# Starting to lose the will with exposing my screens.



## Merrony2016 (Jan 21, 2017)

So I've done a step wedge test, twice. Both resulting in a 9:30minute exposure using a two part emulsion. The issue I'm having is that once I then go and create my screen, and expose it at 930, it doesn't wash out!? but it washes out on the wedge test? with no trouble at all. Why is it doing that? I hope it's me just being daft but check out the two images below. Left is after the wedge test. Is mesh count a factor in this? I'm from the UK so, 43T on the left 55T on the right. Surely this shouldn't make a difference.


----------



## AAPrintingWizard (Mar 6, 2017)

From what I gather it looks like this is a problem with your exposure system, what are you using as a light source?


----------



## Merrony2016 (Jan 21, 2017)

AAPrintingWizard said:


> From what I gather it looks like this is a problem with your exposure system, what are you using as a light source?


 It's a UV exposure unit?


----------



## PatWibble (Mar 7, 2014)

What emulsion are you using?
How long have you had it sensitised?
Did you make sure it was fully dry before exposing?
Is your workshop/drying cabinet damp or humid?
What lamp are you using?
How close to the screen is the lamp?

Mesh count makes a small difference, but not much between 43 and 55t.


----------



## Merrony2016 (Jan 21, 2017)

PatWibble said:


> What emulsion are you using?
> How long have you had it sensitised?
> Did you make sure it was fully dry before exposing?
> Is your workshop/drying cabinet damp or humid?
> ...


I'm using 2 part emulsion, that's all it says on the tub. It came in the package I purchased.
It's been sensitised for about 3 weeks now, stored in the dark room.
It was dry yeah and my dark room/cabinet is dry, got a dehumidifier in there. I'm using an exposure unit, so flat top glass on UV lights.
The image below is my make shift stepwedge.
Would anyone suggest going to Photopolymer?


----------



## PatWibble (Mar 7, 2014)

It looks to me like either the emulsion is coming to the end of its shelf life or the screen wasn't fully dry before you exposed. 
What brand is the exposure unit? What exposure time do they recommend?

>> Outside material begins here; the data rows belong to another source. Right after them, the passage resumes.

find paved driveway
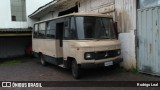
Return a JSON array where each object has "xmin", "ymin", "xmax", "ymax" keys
[{"xmin": 0, "ymin": 58, "xmax": 160, "ymax": 90}]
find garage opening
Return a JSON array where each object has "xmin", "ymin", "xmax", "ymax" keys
[{"xmin": 58, "ymin": 5, "xmax": 78, "ymax": 16}]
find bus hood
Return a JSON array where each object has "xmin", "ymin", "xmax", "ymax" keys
[{"xmin": 74, "ymin": 40, "xmax": 120, "ymax": 51}]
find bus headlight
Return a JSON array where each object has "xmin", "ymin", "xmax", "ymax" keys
[{"xmin": 84, "ymin": 52, "xmax": 94, "ymax": 60}]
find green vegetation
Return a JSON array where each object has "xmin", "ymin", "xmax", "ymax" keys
[{"xmin": 0, "ymin": 60, "xmax": 23, "ymax": 66}]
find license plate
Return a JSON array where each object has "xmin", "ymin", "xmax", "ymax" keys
[{"xmin": 104, "ymin": 61, "xmax": 113, "ymax": 66}]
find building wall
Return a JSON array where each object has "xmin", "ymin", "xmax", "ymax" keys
[
  {"xmin": 37, "ymin": 0, "xmax": 136, "ymax": 69},
  {"xmin": 0, "ymin": 37, "xmax": 32, "ymax": 58},
  {"xmin": 0, "ymin": 0, "xmax": 52, "ymax": 29}
]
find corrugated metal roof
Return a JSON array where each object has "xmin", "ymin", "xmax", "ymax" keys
[{"xmin": 28, "ymin": 0, "xmax": 78, "ymax": 19}]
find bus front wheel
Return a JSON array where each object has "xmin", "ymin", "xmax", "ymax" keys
[{"xmin": 72, "ymin": 60, "xmax": 80, "ymax": 79}]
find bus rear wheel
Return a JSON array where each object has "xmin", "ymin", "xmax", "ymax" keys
[
  {"xmin": 40, "ymin": 54, "xmax": 47, "ymax": 66},
  {"xmin": 72, "ymin": 60, "xmax": 80, "ymax": 79}
]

Try re making the screens - degrease them first by rubbing over with meths. 
Allow to dry _completely_ - put a small fan heater in the cabinet to help, but leave some ventilation.

Do another step test, but go up to 12 mins to see if it makes a difference.

If it still doesn't work, drink the rest of the meths. ( Joke)


----------



## Merrony2016 (Jan 21, 2017)

PatWibble said:


> It looks to me like either the emulsion is coming to the end of its shelf life or the screen wasn't fully dry before you exposed.
> What brand is the exposure unit? What exposure time do they recommend?
> 
> Try re making the screens - degrease them first by rubbing over with meths.
> ...


The emulsion was brand new as i had to sensitise it myself. Alrighty, I'll check in tomorrow with all of this stuff.. gotta get some ice for the Meths haha


----------



## PatWibble (Mar 7, 2014)

Merrony2016 said:


> The emulsion was brand new as i had to sensitise it myself.


Once sensitised some emulsion doesn't last much more than a month, and needs to be kept cool, preferably in the fridge. If it hadn't been stored properly by the seller then it can have a very short shelf life.
Don't know who you bought it from, but I have had emulsion from Wicked Printing Stuff in the past that was useless from the start.


----------



## Printor (Apr 16, 2015)

I noticed that when ever the topic of step tests comes up on TSF, no one ever takes into account that the test is being done with the perfect opaque film the step test was printed with, and then most printers are printing their film with a much less opaque system. Create or download a test strip and print it with your film, then test, and that will tell you whats best for your combination of variables. I think you will find you have to under expose to the workable limit with your film.....................add on.... I missed the pic of your step test method. Is it a vacuum unit, if not are you sure your film is flat against the screen enough?


----------



## Merrony2016 (Jan 21, 2017)

Printor said:


> I noticed that when ever the topic of step tests comes up on TSF, no one ever takes into account that the test is being done with the perfect opaque film the step test was printed with, and then most printers are printing their film with a much less opaque system. Create or download a test strip and print it with your film, then test, and that will tell you whats best for your combination of variables. I think you will find you have to under expose to the workable limit with your film.
> 
> 
> 
> ...


Okay cool, I'll do a bit of research on creating my own one. It isn't a vacuum unit no but I have the option to install one into it. I've made a make shift board to go on top of the screen to make sure the positive is making contact so the light doesn't creep round haha. I'll keep trying ?Thank you


----------



## Printor (Apr 16, 2015)

Merrony2016 said:


> Okay cool, I'll do a bit of research on creating my own one. It isn't a vacuum unit no but I have the option to install one into it. I've made a make shift board to go on top of the screen to make sure the positive is making contact so the light doesn't creep round haha. I'll keep trying ?Thank you


 Make sure there is some weight on it but not enough to flex the glass. you want something flat black and preferably soft between your board and the screen to soak up light that gets past the film. a few black test pellons, a black t/no seems, thin piece of foam rubber, are some things that work in a pinch.


----------